TBMM Engelli Komisyonu’nun ilk toplantısında Maltepe Üniversitesi’nden Dr. Ersin Ufuk Timuçin’in sunumunun ardından söz alan CHP’li Aylin Yaman, Türkiye’de engelli bireylere ilişkin temel sorunun doğru ve güncel verilere ulaşamamak olduğunu vurguladı.
Yaman, “Genelde Türkiye’de engellilik durumu ICD tanı kodlarıyla gider ama ICF tanılamasına yönelik bir veri kaynağımız maalesef bulunmamaktadır. Dolayısıyla bizim ilk başlangıç noktamız burada olmalı. Çünkü biz şu anda Türkiye’de ne kadar engelliliğimiz var, alt kırılımlarıyla bilemiyoruz” dedi.
“ICF sınıflaması olmadan doğru analiz mümkün değil”

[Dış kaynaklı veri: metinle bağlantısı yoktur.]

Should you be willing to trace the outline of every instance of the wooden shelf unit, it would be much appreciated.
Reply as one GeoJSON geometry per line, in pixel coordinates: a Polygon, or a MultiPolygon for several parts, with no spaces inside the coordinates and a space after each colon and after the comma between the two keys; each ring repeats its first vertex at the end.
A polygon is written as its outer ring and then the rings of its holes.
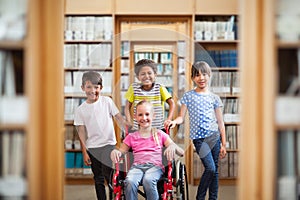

CHP’li Yaman, TÜİK ve Aile Bakanlığı verilerinin birbirinden farklı olduğunu hatırlatarak, “TÜİK verileri ICF sınıflamasını kullanmıyor. 2011’de bir kez ICF üzerinden tanılama yapılmıştı ama bunun mutlaka güncellenmesi gerekiyor. Afetler, trafik kazaları, depremler gibi nedenlerle engelli nüfus sürekli değişiyor. Biz doğru iş üretmek istiyorsak önce verimizi doğru okumalıyız” ifadelerini kullandı.
Yaman ayrıca, Türkiye’nin 2007 yılından bu yana taraf olduğu Birleşmiş Milletler Engelli Hakları Sözleşmesi’nin (CRPD) gereklerinin yerine getirilmediğini belirterek, “2019’da yapılan son raporlamadan sonra 2023’te yenisi yapılmalıydı. Ancak 2025 yılındayız ve hâlâ raporlama yok. Bu sözleşme erişilebilirlik, katılımcılık, kapsayıcılık, bağımsız yaşam hakkı, eğitim, istihdam gibi alanlarda çok net yükümlülükler getiriyor. Biz veri eksikliği ve denetim zafiyetleri nedeniyle bu yükümlülükleri yerine getiremiyoruz” dedi.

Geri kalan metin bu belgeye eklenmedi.